W tygodniu to by mi się nie chciało, zresztą i tak każdy w domu wstaje o innej porze i nie ma możliwości zjeść wspólnego śniadania. NIEDZIELA to co innego - można poczekać na resztę bandy, aż dojdą do siebie.
A w międzyczasie my torturujemy ich zapachami z kuchni.
Udręczeni zapachami , chcąc niechcąc muszą się pojawić, wtedy rozszerzają się im zaspane oczy i mówią : mmmm kiełbaski , a dla mnie też usmażyliście ? No i się zaczyna poranne mlaskanie.
Danie proste jak dupa węża jak to mówią.
Kładziemy kiełbachy na blachy , mała łyżeczka smalcu (później wypłynie truszcz z kiełbas - to wystarczy )
i na raczej mocnym ogniu obsmażamy je z obu stron , póżniej zmniejszam ogień .
Na początku dość często zmieniam strony smażonych kiełbasek -
pozwala to kontrolować stopien ich przypieczenia . Po każdym przełożeniu kiełbasek na drugą stronę nakłuwam widelcem w kilku
miejscach stronę która była smażona - powoduje to wyciek tłuszczu - kiełbasy są mniej tłuste (zawsze coś).
W międzyczasie przygotowałem sobie cebulę - pokroiłem w piórka.

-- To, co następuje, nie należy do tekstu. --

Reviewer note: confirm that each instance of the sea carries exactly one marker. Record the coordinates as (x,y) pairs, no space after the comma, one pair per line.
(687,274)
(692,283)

W momencie kiedy kiełbasa jest już w miarę dobrze wysmażona wrzucam na nią cebulę, próbuję ją poupychać w wolne miejsca , tak żeby jak najwięcej cebuli mogło się smażyć na tłuszczu, kilka razy ją mieszam aż nabierze koloru , który mi odpowiada - wasz wybór czy lubicie cebulę mocno przypaloną , czy tylko zeszkloną.
No i teraz na talerzyki, chrzan , musztarda, ketchup, czy inne wynalazki przemysłu spożywczego i do roboty - ruszać buziami. Do popicia herbata z cipitryną i raj na ziemi.
SMACZNEGO !!
5 komentarzy:
i precz z dietami, kaloriami! w niedzielę takie rodzinne śniadanko musi być :)
Ma się rozumieć :-)) ( powiedział prosiaczek )
Właśnie obśliniłam monitor! :):):) nie pamiętam, kiedy jadłam taką kiełbaskę... Koniecznie muszę sobie zrobić :D
Jak tak powiedziałaś , to sam dostałem ślinotoku, nie ma wyjścia-sklep i powtórka.